Sunday, June 24, 2012

DAY 24: Next Door to Dead


A man wearing a polo shirt with an alligator on the tit strolled up the walkway, climbed the stoop in three quick steps and, looked both ways down the lawn to see if anyone was watching. Of course, no one was.

A knock on the door caught Lucy off-guard. Not surprisingly, when she checked the clock it said 11:45 p.m. Who in limbo would pay me a visit at this time of day? She wondered, not without a bit of necessary suspicion. Lucy was trying to make up her mind if she should just ignore the knock and go back to sleep (it was past her bedtime) when her uninvited guest got her decided by hammering on her door like a really upset kid who returned home from school to discover momma had left for work and forgot to put the key under the flower pot by the door or under the door mat.

If you don’t come answer the door miss, the pounding seemed to say. I’m gonna wake up all ya neighbors. And really, one of the neighborhood dogs had begun to let out a woof. What Lucy didn’t want was for Mrs. Rosa, the woman next door, to come tell her to answer her door with her sonorous voice. Lucy dragged her butt out of bed. She hated having to stay awake past her bedtime. It was one of her pet peeves.

Lucy hesitated for the space of 60 seconds when she got to the door. She was a single woman who lived alone; she was vulnerable. The consciousness of her situation came upon her like a heavy blanket. She almost turned on the lights but thought the better of it. I can’t imagine any of my friends visiting at this hour, she thought, as she turned and did a recheck of the time, picking out the clock, hung above her plasma on the wall by the streak of light that peeped in through the crack in the curtain. It is midnight! She exclaimed under her breath.

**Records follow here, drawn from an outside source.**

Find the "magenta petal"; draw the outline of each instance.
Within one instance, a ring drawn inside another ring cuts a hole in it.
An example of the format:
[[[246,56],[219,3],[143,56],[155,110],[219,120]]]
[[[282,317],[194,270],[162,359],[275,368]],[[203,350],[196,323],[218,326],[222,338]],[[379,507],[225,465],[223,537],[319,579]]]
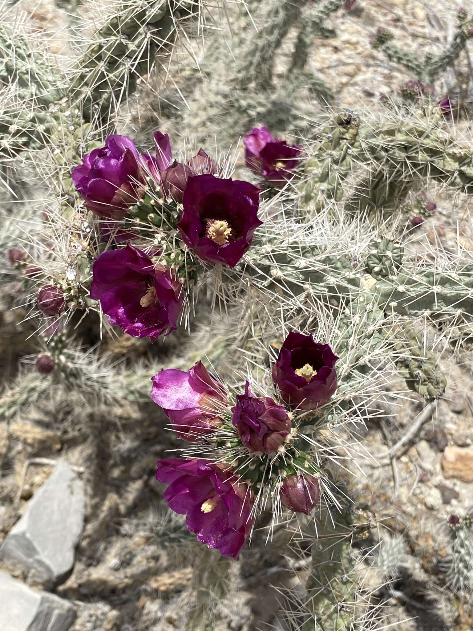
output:
[[[162,370],[153,377],[151,398],[161,408],[185,410],[198,407],[201,392],[189,384],[189,373],[175,369]]]

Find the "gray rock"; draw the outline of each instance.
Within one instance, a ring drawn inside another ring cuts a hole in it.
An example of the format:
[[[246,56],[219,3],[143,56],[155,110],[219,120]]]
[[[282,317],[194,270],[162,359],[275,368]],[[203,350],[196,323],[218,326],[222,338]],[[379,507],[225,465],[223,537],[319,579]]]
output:
[[[32,589],[0,570],[2,631],[67,631],[76,620],[69,601]]]
[[[67,577],[84,524],[84,489],[70,466],[57,463],[5,538],[0,556],[47,585]]]

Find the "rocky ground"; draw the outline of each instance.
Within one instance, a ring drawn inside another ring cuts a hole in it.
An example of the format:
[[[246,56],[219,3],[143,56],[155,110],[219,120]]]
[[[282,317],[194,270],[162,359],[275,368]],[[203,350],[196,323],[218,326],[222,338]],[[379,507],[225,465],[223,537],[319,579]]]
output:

Burglars were unheard of in her part of town and that seemed to give her a little relief that whoever it was wasn’t there to rob her. Yet, she felt the alarm called sixth sense going off inside her. Could it be possible that? . . . The thought sent shudders through her. What if one her courtroom cases had instigated such hate to warrant an attempt on her life? (Lucy was a lawyer.) And now, that she brought her mind to bear on this new fact, terror seized her in a deathly grip. She’d won a case for a guy once. He was to inherit about a million bucks from his former boss. On his way home, the guy was paid a visit by the bomb squad-the mob’s version.

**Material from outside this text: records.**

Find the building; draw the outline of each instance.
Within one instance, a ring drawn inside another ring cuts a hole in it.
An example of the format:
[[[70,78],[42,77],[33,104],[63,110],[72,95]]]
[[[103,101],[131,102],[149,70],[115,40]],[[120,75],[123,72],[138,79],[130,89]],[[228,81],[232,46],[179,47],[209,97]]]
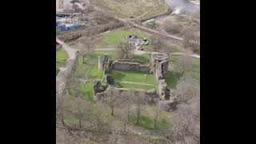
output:
[[[139,38],[137,35],[129,35],[128,36],[128,42],[134,46],[138,46],[141,43],[142,39]]]

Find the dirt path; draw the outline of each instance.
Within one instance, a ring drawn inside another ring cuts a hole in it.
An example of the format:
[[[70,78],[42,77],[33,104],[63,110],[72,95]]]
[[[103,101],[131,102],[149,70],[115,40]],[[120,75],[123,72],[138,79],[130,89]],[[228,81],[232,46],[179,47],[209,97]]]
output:
[[[142,54],[150,54],[150,52],[149,51],[143,51],[143,50],[134,50],[135,55],[142,55]],[[151,52],[151,54],[161,54],[161,53]],[[185,55],[186,54],[176,52],[176,53],[170,53],[170,55]],[[191,56],[191,57],[200,58],[200,55],[197,55],[197,54],[188,54],[188,55]]]
[[[158,6],[158,5],[160,5],[160,1],[158,0],[158,4],[155,5],[154,6],[151,7],[150,10],[146,10],[146,12],[144,12],[142,15],[138,16],[138,17],[143,17],[146,13],[148,13],[149,11],[150,11],[152,9],[155,8],[156,6]]]
[[[128,84],[145,85],[145,86],[154,86],[154,85],[149,84],[149,83],[134,82],[128,82],[128,81],[115,81],[115,82],[120,82],[120,83],[128,83]]]
[[[101,48],[101,49],[94,49],[94,51],[114,51],[115,48]]]

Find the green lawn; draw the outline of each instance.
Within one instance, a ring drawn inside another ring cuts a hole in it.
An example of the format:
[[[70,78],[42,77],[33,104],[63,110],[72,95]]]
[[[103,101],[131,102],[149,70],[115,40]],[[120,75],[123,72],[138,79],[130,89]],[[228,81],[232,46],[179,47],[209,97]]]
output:
[[[60,50],[57,51],[57,55],[56,55],[56,76],[59,72],[59,69],[61,67],[64,67],[66,63],[66,60],[68,59],[68,55],[66,54],[66,52],[65,50],[63,50],[62,49],[61,49]]]
[[[110,74],[113,75],[116,81],[134,82],[156,85],[156,78],[152,74],[146,74],[139,71],[128,70],[111,70]],[[146,76],[145,76],[146,74]]]
[[[146,85],[138,85],[138,84],[130,84],[130,83],[121,83],[115,82],[115,86],[119,88],[127,88],[127,89],[142,89],[142,90],[154,90],[155,86],[146,86]]]

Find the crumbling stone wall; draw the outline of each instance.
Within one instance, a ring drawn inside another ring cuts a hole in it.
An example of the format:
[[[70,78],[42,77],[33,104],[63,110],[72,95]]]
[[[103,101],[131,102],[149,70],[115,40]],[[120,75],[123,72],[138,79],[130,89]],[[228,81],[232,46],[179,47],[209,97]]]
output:
[[[115,61],[112,64],[112,69],[116,70],[134,70],[152,73],[150,66],[142,66],[138,62]]]
[[[165,54],[154,54],[150,59],[150,66],[158,82],[160,99],[169,100],[170,90],[167,88],[167,84],[164,79],[168,70],[168,55]]]
[[[154,90],[130,90],[130,89],[122,89],[117,88],[114,86],[108,86],[107,89],[104,92],[96,93],[94,95],[94,99],[96,101],[100,101],[103,97],[108,97],[109,94],[113,94],[111,91],[115,91],[115,94],[120,94],[122,92],[126,92],[129,90],[133,90],[134,93],[140,93],[146,97],[147,102],[155,102],[155,99],[158,98],[158,94]]]
[[[155,54],[150,58],[150,66],[152,67],[153,72],[157,74],[158,78],[162,79],[168,70],[169,60],[168,55],[166,54]]]

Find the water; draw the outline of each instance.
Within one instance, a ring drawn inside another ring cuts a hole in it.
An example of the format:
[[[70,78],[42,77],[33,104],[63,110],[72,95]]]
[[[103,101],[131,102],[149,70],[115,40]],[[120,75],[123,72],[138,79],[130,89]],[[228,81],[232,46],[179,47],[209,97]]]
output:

Great drops of sweat soaked into her pajamas that Lucy looked as if she had fallen into the bathtub while reaching for her robe. She reached for the door again then, as an afterthought picked up a side stool and held it up like a player set to receive a service in a tennis match. For some odd reason she couldn’t explain, she didn’t feel like calling the cops. Lucy unlocked the door by only a squeak leaving the latch on. And stepped back to about 8 meter safety radius incase the stranger decided to kick in the door.

Lucy called out in a voice that didn’t quite sound like her own to her ears, “Who are you and what the hell do you want?”
            “Just me. I got a message for you.”
Lucy tried to place the voice, where had she heard it before. She didn’t think she recognized it from anywhere. But, something else began to happen; her fears began to subside. Somehow, she felt she could trust this person even though she had never seen him before.
            “I got a message,” the stranger repeated. “It’s for you.”
            “Well, slide it in. I’ll grab it from here.” She still wasn’t too willing to give in to the prodding of instinct.
            “I can’t exactly do that, Ma’am.” Shuffling of feet like the guy didn’t know exactly how to proceed. “It’s not exactly a package. It’s a word-of-mouth kind of message.”
            “Can’t you just spit it out and get it over with? Do you gatto be inside to do it? And who sent you?” The last question came by a sudden bust of inspiration.

Eventually, Lucy let the guy in. He was from the future and he’d come to warn Lucy about a case. She was to pass it up or it might turn out to be fatal for her and her future family. But the guy who was bringing the case to Lucy was innocent and he would go to jail if Lucy passed it up.


Notes to myself:
How I work in the dramatic ending is left for the rewrite.
Will Lucy take the case or let it go?
Will the man from the future help her?
What relation does she have with the guy from the future? (Should there be any ties?)
Could I make him Lucy’s future husband but who is forbidden to tell her that bit of info on this assignment or she dies automatically in the future?
What if she’s in critical condition and her husband asked for one more chance to set things right and he is sent to the past to warn her by The Doorkeeper (a mysterious figure who appears and offers to help)?
What if Lucy doesn’t take the chance?